„W moim przekonaniu ten scenariusz napisał Kaczyński” - mówi o sytuacji na granicy polsko-białoruskiej poseł Koalicji Obywatelskiej, Dariusz Joński. Razem z nieodłącznym Michałem Szczerbą Joński był gościem programu „Onet Rano”. Jednym z tematów rozmów był kryzys migracyjny, który próbuje wywołać białoruski przywódca Alaksandr Łukaszenka. Jak widać, parlamentarzyści opozycji zdążyli znaleźć winnego innego niż wschodni satrapa.
CZYTAJ TAKŻE:
W programie Onet Rano posłowie Koalicji Obywatelskiej Dariusz Joński i Michał Szczerba byli pytani o środową wizytę w Usnarzu Górnym, gdzie na granicy polsko-białoruskiej, po stronie Białorusi, od kilkunastu dni koczuje grupa migrantów, m.in. z Afganistanu, Syrii i Iraku; osoby te nie są wpuszczane do Polski, granicę zabezpiecza Straż Graniczna i żołnierze.

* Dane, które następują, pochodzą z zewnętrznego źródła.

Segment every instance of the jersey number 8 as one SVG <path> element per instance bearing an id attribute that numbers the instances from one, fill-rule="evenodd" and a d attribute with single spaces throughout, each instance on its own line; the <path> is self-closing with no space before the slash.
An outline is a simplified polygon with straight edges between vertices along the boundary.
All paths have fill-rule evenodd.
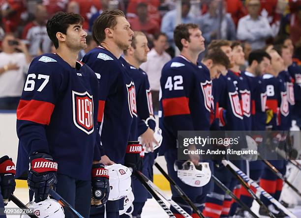
<path id="1" fill-rule="evenodd" d="M 36 78 L 35 74 L 30 74 L 27 76 L 27 79 L 26 80 L 26 82 L 25 82 L 25 85 L 24 86 L 24 91 L 32 91 L 34 89 L 34 85 L 35 82 L 33 80 L 30 80 L 31 79 L 34 79 Z M 46 85 L 49 82 L 49 76 L 44 75 L 43 74 L 38 75 L 38 80 L 41 80 L 43 79 L 45 80 L 38 89 L 38 92 L 41 91 L 46 86 Z"/>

Posłowie pojawili się tam z pomocą dla tej grupy.
Jedno to jest ochrona granic, ale drugie to jest kwestia przetrzymywania bez wody i jedzenia
— mówił Joński. Dodał, że wraz z posłem Szczerbą, będąc na spotkaniach wcześniej umówionych, gdy usłyszeli, że są tam kobiety i dzieci, pojechali tam.

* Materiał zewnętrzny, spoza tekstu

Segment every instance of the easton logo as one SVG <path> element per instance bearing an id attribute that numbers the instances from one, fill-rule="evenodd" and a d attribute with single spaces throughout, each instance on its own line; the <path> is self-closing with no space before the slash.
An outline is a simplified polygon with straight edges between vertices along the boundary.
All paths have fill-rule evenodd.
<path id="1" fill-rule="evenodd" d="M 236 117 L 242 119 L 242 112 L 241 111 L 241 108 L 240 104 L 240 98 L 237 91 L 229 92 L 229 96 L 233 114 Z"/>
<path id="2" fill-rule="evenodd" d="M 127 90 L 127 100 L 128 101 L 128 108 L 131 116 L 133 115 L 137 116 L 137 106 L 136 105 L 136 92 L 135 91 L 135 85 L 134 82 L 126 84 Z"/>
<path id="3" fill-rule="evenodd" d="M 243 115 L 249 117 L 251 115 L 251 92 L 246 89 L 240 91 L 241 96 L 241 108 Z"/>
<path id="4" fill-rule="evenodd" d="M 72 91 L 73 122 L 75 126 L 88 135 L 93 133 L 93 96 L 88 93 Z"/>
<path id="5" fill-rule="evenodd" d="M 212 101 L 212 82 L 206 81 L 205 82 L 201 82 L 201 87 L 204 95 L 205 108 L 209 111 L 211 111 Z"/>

Tak po ludzku każdy by chyba podał szklankę wody, niezależnie od tego, czy to jest granica, czy pustynia
— mówił poseł.
Przyznał, że na miejscu widać, że ta granica nie jest wystarczająco zabezpieczona.
I wcale nie dziwi, że przez ostatnie 5 lat, jak się okazuje, o 100 procent zwiększyła się liczba osób przekraczających nielegalnie granicę
— powiedział Joński.
Jeżeli 2 tysiące emigrantów przeszło nielegalnie granice, w tym 700 się rozpierzchło, to jest pytanie, co robi polski rząd
— dodał.
Jego zdaniem „rząd nie zdał egzaminu ani z ochrony granic, ani z takiej zwykłej, elementarnej pomocy humanitarnej”.

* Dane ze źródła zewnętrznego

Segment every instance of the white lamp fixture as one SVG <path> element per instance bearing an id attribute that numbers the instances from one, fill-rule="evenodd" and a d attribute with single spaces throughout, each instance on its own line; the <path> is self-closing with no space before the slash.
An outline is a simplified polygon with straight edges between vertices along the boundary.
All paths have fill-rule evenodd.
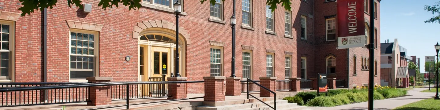
<path id="1" fill-rule="evenodd" d="M 439 45 L 439 43 L 437 43 L 437 44 L 434 46 L 436 48 L 436 50 L 440 50 L 440 45 Z"/>
<path id="2" fill-rule="evenodd" d="M 237 22 L 237 18 L 235 16 L 232 16 L 231 17 L 231 24 L 235 24 Z"/>
<path id="3" fill-rule="evenodd" d="M 174 4 L 174 12 L 180 13 L 182 12 L 182 5 L 179 3 L 179 0 L 176 0 Z"/>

Szczerba: Nie można nas zwolnić z elementarnego człowieczeństwa
Michał Szczerba dodał, że od rządu trzeba oczywiście żądać ochrony granic, a wiadomo było, co się dzieje na granicy białorusko-litewskiej, można się więc było do tego przygotować.
Kiedy jednak mamy do czynienia z takim zdarzeniem kryzysowym, nie można nas zwolnić z elementarnego człowieczeństwa. Jeżeli ktoś prosi o szklankę wody, to trzeba mu ją po prostu podać
— przekonywał.
Byliśmy z posłem Jońskim na granicy wtedy, gdy tam były jeszcze dzieci. Normalnym odruchem jest, że pojechaliśmy do sklepu, kupiliśmy śpiwory, kupiliśmy skarpetki, kupiliśmy soki, kupiliśmy wodę, którą oferowaliśmy również strażnikom Straży Granicznej
— relacjonował.
Wymagajmy od PiS, aby oni tę granicę chronili, a jednocześnie nie może być tak, że są wydawane rozkazy polityczne, które uniemożliwiają normalne uczynki, które są przyzwoitością
— dodał Szczerba.
„Ten scenariusz napisał Kaczyński”
To jest oczywiście wyzwanie dla Polski, ale i dla całej Unii Europejskiej, bo ludzie będą migrować - z uwagi na wojnę, z uwagi na zmiany klimatyczne i do tego trzeba być przygotowanym
— powiedział Joński.
Natomiast ten scenariusz i tę reżyserię napisał Jarosław Kaczyński, który w moim przekonaniu kieruje emocjami, strachem, lękami, tym, czym wygrał wybory w 2015 r.
— ocenił.
Niestety nie, Panie Pośle - ten scenariusz napisał Alaksandr Łukaszenka, a reżyserię być może Władimir Putin - a może na odwrót. A Panowie Joński i Szczerba, niestety, świadomie bądź nie, w ten scenariusz się wpisują. Bo to raczej nie Jarosław Kaczyński ściąga do swojego kraju imigrantów, a następnie wysyła na granice sąsiednich państw, nie dbając o to, co stanie się z tymi ludźmi i kierując ich nawet na bagna. Jak ujawniła Straż Graniczna, do cudzoziemców koczujących na granicy zjeżdżają białoruscy dziennikarze, wpuszczeni przez białoruskie służby graniczne, a miejsce koczowiska jest przygotowane pod nagrania dla mediów. I co najważniejsze to właśnie Łukaszenka jest odpowiedzialny za imigrantów, ponieważ znajdują się na terenie jego kraju.